- Directed by: Alfred Rolfe
- Starring: Charles Villiers
- Production company: Australian Photo-Play Company
- Release date: 29 January 1912;
- Running time: 2,000 feet or 3,000 feet
- Country: Australia
- Languages: Silent film English intertitles

= The Sin of a Woman =

The Sin of a Woman is a 1912 Australian silent film directed by Alfred Rolfe.

It is considered a lost film.

==Plot==
Dick Maxwell, a young man from Sydney, decides to move to the country for his health and gets a job as book keeper on Waroonga Station, near Orange, New South Wales. During his farewell dinner he becomes drunk and winds up getting married at a marriage shop to Tilly Farmfield, "a young woman of doubtful character". After the ceremony, his friend Bob Lambert rescues Dick from Tilly as they arrive at the Night Birds' Club. The next day Dick heads out to Waroonga, ignorant of the fact he is married.

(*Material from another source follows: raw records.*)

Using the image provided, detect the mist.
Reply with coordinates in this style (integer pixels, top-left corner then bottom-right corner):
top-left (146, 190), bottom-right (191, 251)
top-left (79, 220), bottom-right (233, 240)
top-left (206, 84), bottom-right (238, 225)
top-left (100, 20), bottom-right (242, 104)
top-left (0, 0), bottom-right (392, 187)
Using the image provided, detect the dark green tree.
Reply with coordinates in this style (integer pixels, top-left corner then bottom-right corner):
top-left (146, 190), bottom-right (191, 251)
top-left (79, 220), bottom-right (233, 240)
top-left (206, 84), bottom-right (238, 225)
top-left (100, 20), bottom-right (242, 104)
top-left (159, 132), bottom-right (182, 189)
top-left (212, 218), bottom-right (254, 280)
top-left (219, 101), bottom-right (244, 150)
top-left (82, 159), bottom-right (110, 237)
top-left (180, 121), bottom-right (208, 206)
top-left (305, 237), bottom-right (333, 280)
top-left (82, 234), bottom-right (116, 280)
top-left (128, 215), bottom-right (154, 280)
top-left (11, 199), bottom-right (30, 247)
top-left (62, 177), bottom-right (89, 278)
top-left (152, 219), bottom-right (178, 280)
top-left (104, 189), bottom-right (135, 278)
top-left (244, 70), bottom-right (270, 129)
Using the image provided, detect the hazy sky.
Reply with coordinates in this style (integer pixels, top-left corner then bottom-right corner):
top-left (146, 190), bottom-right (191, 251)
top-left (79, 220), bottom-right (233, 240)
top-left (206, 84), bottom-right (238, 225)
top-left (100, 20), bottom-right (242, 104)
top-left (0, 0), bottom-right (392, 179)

At the station, Dick falls for Clarice Inglehurst, his employer's daughter, who feels the same way about him – much to the anger of Martin Tracey, the station manager, who is in love with Clarice. While out riding, Dick comes across Geebung, an aboriginal who has been bitten by a snake, lying by the road side. Dick ties a ligature around Geebung's leg, and sends him home on his horse. Geebung arrives at the homestead immediately after Clarice's rejection of Tracey, who vents his wrath on Geebung by whipping him. Dick arrives and rescues Geebung. Tracey is about to rush on Dick when Clarice interferes, asking for an explanation. Dick and Tracey remain silent, but Geebung tells her what happened. Tracey swears revenge on Dick.

He soon finds his chance with an order to send sheep to Flemington Saleyards. Tracey forges an entry in the railway book to make it appear that Dick has stolen 200 sheep. He is seen by Geebung, whom he shoots, then tells Mrs. Inglehurst of Dick's dishonesty. Dick is arrested, but Geebung, who has been found by Clarice, arrives in time to free Dick.

Tracey escapes and goes to Sydney, where he meets Tilly, who is an old friend, and they resolve to ruin Dick and Clarice on their wedding day. They leave Sydney for Orange, but Tilly is seriously injured on the way. Tracey continues his journey, with Tilly's marriage certificate. Tilly, dying, repents of her evil doings, and writes a confession, which she persuades a nurse to take to Dick. The nurse arrives at the church in time to set everything right. Geebung recognises Tracey through his disguise, and he is re-arrested. Tilly dies a minute before the commencement of the ceremony, allowing Dick and Clarice to be legally married.

==Production==
The film was shot partly on location in Orange.

==Release==
The film was advertised as "the Best Picture ever produced by the Australian Photo-Play Company.